Food security and human nourishment are the principal building blocks for a civil society and a freer world. Jewish tradition teaches that “without sustenance, there is no Torah”— without food, it is impossible to think, impossible to thrive. So what can we do? We must address global hunger from the ground up. We must advocate for policies that put food production back into the hands of local farmers so that even the world’s poorest people can move out of poverty.
Ruth Messinger is president of American Jewish World Service.
Hate Evil, Wherever It Is
By Shmuley Boteach
The best way to expand freedom in the world is to hate and fight evil. Unlike religions that exclusively extol the virtues of love, Judaism commands us to detest and oppose the wicked. “Let those who love the Lord hate evil,” the Psalmist declares (Psalm 97). And Ecclesiastes famously proclaims that there is “a time to love and a time to hate.”
But our lack of resolve in detesting and resisting evil regimes is what ultimately allowed seven genocides in the 20th century alone, and what permits despots like Hugo Chavez to dismantle functioning democracies and tyrants such as Bashar al-Assad to massacre protesters. In Rwanda, 330 people died on average every hour for three months while the United States refused to fire even a single missile that would have taken out the radio antenna broadcasting the call to genocide. Finally, with Saddam Hussein and Muammar Gadhafi, America summoned the resolve to punish a dictator for slaughtering his people.
French warships at Yorktown helped America become free. We have an obligation to pass on the favor.
Rabbi Shmuley Boteach is the author, most recently, of “Renewal: A Guide to the Values-Filled Life” (Basic Books, 2010).
Let All Come and Learn
By David Wolpe
Freedom is not only the absence of restraint; it is the presence of possibility. Once the Israelites escaped the Egyptians, they were made free by learning how to create a society. Education increases freedom, as does community. A guide and a path of life grants freedom because it enables one to flourish. Anything that stunts possibility enslaves us.

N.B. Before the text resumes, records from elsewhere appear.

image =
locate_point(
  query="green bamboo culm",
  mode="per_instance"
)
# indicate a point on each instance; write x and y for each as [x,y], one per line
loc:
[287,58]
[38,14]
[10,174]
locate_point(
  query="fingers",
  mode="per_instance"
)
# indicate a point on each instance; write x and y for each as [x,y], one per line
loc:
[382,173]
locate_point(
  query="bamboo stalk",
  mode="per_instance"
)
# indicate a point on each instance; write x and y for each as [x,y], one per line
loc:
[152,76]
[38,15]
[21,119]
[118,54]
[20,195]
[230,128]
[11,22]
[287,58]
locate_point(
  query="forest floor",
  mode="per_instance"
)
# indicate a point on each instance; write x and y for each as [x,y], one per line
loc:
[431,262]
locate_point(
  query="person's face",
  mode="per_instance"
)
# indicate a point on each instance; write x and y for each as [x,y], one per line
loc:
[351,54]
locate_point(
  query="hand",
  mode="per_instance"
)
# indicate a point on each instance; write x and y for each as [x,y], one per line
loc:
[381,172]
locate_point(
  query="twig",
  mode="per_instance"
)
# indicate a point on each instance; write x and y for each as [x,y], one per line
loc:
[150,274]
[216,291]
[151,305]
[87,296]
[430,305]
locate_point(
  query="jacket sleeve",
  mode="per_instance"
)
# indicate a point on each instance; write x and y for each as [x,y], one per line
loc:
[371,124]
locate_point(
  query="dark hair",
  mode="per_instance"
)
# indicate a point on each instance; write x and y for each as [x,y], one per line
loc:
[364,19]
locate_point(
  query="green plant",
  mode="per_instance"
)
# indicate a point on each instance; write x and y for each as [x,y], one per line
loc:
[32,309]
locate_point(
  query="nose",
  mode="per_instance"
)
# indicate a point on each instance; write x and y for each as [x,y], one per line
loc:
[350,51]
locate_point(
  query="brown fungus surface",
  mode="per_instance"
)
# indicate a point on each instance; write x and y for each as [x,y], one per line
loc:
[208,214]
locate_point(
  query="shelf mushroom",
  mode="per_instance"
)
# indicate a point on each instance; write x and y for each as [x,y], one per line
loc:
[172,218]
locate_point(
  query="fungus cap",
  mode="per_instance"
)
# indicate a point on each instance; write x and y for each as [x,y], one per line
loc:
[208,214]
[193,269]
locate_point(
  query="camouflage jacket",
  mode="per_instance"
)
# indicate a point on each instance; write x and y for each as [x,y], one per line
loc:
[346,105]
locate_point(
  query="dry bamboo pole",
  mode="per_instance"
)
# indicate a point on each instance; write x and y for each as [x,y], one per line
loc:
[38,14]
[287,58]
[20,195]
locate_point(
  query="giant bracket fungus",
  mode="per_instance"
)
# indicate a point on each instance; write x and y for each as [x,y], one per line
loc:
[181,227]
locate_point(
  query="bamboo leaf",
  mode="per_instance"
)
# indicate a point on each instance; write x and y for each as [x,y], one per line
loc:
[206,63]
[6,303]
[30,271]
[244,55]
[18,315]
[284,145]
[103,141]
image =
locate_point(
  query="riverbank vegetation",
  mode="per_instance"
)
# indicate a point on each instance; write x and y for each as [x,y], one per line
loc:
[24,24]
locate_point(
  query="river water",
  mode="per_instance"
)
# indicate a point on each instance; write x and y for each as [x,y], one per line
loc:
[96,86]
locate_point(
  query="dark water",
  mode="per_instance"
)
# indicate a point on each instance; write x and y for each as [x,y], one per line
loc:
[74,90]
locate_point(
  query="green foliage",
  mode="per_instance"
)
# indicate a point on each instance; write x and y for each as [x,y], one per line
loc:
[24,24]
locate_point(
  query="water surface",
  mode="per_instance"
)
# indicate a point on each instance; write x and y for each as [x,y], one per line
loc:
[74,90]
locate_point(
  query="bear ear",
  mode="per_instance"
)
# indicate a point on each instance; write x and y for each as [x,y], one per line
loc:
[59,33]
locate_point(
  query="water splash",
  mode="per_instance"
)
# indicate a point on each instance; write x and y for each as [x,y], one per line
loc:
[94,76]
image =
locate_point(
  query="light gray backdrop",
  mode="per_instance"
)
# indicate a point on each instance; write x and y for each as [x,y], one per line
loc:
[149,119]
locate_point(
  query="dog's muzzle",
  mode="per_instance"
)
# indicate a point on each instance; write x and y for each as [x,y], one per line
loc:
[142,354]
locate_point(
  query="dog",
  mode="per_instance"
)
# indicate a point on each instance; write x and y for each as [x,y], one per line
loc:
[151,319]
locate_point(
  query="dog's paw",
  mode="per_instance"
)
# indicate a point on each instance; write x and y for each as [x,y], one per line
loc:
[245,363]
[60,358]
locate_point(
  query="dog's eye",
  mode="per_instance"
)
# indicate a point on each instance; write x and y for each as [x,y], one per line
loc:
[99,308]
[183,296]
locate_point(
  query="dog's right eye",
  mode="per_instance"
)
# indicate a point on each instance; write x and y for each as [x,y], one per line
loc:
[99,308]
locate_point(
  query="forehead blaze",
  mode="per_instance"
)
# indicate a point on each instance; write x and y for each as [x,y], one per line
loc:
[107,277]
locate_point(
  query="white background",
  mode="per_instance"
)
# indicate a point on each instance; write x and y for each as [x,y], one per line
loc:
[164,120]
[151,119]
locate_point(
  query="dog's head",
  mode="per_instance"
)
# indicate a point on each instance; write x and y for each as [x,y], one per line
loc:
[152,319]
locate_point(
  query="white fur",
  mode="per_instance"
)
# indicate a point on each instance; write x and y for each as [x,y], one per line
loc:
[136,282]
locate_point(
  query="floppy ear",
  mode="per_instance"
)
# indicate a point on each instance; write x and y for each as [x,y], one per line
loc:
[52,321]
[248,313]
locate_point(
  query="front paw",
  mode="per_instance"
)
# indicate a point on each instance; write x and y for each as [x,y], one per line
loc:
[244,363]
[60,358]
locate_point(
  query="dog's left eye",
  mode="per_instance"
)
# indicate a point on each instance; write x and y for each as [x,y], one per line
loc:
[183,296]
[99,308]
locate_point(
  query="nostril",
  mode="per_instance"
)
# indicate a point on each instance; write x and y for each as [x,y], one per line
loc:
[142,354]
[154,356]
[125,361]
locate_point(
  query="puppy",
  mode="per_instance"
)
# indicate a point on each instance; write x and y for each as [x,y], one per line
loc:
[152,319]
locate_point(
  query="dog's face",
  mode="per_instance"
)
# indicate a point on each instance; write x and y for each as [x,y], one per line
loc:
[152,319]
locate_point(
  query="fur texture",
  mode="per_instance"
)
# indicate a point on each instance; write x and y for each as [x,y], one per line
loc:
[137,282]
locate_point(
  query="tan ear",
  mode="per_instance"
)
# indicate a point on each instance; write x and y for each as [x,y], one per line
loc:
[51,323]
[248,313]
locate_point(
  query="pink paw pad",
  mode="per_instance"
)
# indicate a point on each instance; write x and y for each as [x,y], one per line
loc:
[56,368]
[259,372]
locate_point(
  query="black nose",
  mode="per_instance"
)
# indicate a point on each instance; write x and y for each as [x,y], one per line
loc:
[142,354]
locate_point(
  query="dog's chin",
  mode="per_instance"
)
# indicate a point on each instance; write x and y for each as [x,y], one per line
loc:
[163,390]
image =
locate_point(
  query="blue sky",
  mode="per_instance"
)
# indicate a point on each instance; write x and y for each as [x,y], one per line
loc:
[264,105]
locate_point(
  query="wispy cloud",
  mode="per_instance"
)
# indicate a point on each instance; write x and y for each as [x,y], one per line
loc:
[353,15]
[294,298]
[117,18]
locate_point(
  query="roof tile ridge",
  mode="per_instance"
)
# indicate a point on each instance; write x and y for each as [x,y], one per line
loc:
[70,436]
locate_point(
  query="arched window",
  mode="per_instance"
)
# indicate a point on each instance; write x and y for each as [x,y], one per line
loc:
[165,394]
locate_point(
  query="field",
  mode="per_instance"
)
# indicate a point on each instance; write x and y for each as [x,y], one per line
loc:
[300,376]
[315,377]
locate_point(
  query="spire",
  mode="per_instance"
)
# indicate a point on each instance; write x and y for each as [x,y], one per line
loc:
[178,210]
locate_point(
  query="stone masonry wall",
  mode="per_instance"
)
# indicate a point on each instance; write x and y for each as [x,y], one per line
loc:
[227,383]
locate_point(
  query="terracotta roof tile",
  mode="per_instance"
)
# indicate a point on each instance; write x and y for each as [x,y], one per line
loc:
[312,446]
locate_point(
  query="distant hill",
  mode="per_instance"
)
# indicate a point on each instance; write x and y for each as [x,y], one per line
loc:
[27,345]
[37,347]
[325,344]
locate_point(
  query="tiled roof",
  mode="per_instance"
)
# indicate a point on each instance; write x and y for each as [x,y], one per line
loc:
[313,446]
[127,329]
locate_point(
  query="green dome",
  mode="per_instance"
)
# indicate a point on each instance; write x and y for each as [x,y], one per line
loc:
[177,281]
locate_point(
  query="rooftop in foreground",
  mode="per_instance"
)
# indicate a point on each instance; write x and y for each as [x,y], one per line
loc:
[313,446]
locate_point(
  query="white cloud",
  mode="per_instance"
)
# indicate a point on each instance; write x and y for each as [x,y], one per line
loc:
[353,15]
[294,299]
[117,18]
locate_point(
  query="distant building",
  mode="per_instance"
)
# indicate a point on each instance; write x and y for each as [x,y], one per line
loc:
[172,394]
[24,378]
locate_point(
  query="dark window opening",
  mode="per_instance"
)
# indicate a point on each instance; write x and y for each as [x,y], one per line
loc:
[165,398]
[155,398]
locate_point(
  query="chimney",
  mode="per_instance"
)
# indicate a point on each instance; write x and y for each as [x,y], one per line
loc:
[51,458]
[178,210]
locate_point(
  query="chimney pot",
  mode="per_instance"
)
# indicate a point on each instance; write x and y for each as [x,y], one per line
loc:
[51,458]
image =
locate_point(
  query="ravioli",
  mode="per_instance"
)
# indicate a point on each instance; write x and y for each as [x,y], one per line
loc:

The greatest act of liberation in the world today is the education of girls. All over the globe there are girls whose minds are uncultivated. As a result their potential — this invaluable, inexhaustible resource — is denied to their societies and to the larger world. They are fettered by enforced ignorance.
The Exodus story tells us how women such as Moses’ mother Yocheved, Pharaoh’s daughter, the midwives and Miriam, acting vigorously and independently at crucial moments, helped saved the Jewish people. At this hinge of our history, we relied on that half of the population that is too often subjugated by the despicable assumption that they cannot contribute as men do.
This Passover let all who are hungry come and eat and all who are curious come and learn.
Rabbi David Wolpe is rabbi of Sinai Temple in Los Angeles.
Smash the Idols We Worship
By Douglas Rushkoff
For most of us, the release from slavery described in the story of Pesach is metaphorical. We are not enslaved physically; we are rather imprisoned mentally, emotionally and spiritually. Mitzrayim, the “narrow place,” is a narrow state of mind from which we are released the moment we are willing to smash our idols.
Those 10 plagues had only as much to do with terrifying Pharaoh as they did with releasing us from the gods the Hebrews likely also worshipped in their 400-year sojourn in Egypt. Blood desecrated the god of the Nile, locusts desecrated the god of corn, darkness desecrated the god of the sun and so on. Deliverance meant abandoning those false gods.
But in today’s highly interdependent world, the very ideas that might be enslaving us metaphorically have very real repercussions for others. It is our devotion to false idols that imprisons the underclasses we never meet. Our beliefs about global markets indebt developing nations; our belief in stability over democracy promotes dictatorships; our belief in the right to bargain-priced consumer goods perpetuates oppression in China.
Expanding freedom for today’s world means breaking free of the false notions imprisoning our minds and enslaving others.
Douglas Rushkoff is the author of “Program or be Programmed: Ten Commands for a Digital Age” (OR Books, 2010).